Before release and deployment, may I ask what kind of testing has been done for whether it is a faithful translation? For one, I would suggest comparing ubccheck output against the original version for random inputs: this is a carefully crafted filter that determines which full checks can be dismissed a priori, hence an error in translation here could dismiss attacks erroniously before the full check. And testing sha1 on random inputs and known collisions.

dignifiedquire commented 4 months ago

In terms of testing the following has been done

The ubc_check code specifically has not been hand ported, it was translated to rust using c2rust and then only cleaned up carefully, with no logic or constant changes

dignifiedquire commented 4 months ago

@tarcieri @newpavlov anything I can help with to move this forward?

newpavlov commented 4 months ago

I will try to take a deeper look at it during this weekend. I will merge it right away, if there are no issues.

dignifiedquire commented 4 months ago

Thanks, appreciated

newpavlov commented 4 months ago

Re: digest v0.11. We do not have an exact date, so it indeed may be worth to release sha1-checked based on digest v0.10 first. Luckily, required changes should be relatively small.

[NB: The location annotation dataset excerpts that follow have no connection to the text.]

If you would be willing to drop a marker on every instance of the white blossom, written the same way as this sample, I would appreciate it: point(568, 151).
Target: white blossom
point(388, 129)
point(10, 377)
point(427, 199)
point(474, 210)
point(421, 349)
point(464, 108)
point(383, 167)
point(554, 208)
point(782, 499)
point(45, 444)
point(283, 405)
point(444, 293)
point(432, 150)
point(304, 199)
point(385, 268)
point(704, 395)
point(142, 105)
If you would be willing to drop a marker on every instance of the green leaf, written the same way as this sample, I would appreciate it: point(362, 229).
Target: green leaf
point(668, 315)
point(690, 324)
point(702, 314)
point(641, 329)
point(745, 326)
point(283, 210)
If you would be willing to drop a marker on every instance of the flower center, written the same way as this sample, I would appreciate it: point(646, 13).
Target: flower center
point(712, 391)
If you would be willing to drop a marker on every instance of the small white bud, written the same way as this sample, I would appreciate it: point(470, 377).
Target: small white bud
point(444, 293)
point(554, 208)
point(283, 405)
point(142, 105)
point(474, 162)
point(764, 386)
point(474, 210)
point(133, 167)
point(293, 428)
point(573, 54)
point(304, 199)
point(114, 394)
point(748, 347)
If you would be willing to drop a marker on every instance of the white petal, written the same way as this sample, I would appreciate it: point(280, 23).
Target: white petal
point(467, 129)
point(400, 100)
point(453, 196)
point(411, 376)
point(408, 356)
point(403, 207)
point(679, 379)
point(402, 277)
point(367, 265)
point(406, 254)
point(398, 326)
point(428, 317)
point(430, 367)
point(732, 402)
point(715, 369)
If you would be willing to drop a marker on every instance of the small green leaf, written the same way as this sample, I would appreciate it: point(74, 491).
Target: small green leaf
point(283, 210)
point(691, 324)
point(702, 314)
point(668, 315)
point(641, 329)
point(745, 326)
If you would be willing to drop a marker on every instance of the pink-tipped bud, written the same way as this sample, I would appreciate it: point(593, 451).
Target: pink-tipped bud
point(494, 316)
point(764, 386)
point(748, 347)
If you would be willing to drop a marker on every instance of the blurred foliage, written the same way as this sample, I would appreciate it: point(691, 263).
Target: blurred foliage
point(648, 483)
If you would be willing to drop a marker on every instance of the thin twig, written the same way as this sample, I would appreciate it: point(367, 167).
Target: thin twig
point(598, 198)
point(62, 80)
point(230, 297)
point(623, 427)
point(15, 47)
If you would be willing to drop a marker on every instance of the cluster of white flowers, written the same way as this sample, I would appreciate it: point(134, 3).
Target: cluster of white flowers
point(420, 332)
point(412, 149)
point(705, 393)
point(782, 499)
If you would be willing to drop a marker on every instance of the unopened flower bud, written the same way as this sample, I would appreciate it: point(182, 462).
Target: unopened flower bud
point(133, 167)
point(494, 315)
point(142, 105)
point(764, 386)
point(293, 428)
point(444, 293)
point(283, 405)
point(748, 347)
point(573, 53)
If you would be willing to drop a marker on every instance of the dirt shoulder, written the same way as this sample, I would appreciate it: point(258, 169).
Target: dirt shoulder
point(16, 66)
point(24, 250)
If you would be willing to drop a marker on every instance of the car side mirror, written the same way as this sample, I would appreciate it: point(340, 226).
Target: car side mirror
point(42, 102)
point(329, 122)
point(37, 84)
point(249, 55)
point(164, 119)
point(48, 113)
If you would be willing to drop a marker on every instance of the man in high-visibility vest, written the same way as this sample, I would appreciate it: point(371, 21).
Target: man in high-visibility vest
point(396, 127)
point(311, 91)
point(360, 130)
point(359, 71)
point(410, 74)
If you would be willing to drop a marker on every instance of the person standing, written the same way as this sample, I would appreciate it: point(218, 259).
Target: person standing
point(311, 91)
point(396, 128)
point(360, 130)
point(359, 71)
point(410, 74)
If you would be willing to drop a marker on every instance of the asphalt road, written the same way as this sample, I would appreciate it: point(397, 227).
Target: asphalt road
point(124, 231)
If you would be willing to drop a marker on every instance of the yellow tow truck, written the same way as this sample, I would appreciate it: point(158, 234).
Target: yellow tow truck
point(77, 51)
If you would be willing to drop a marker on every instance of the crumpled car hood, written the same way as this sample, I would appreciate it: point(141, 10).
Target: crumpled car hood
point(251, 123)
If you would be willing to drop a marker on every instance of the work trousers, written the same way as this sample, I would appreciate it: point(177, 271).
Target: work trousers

dignifiedquire commented 4 months ago

Sounds good, I'll change this PR to be based on digest@0.10 then for now, and then once that is published we can update it back to 0.11

wiktor-k commented 3 months ago

I have only minor nits. After those are fixed and digest is downgraded to v0.10, I think we can merge it.

Hi! Is there anything left to get this merged? Sadly some of us are stuck with SHA-1 and this PR would make it a little bit less... explosive. Thanks for your time!

newpavlov commented 3 months ago

Sorry, I forgot to return to this PR. I will merge it and release the crate shortly.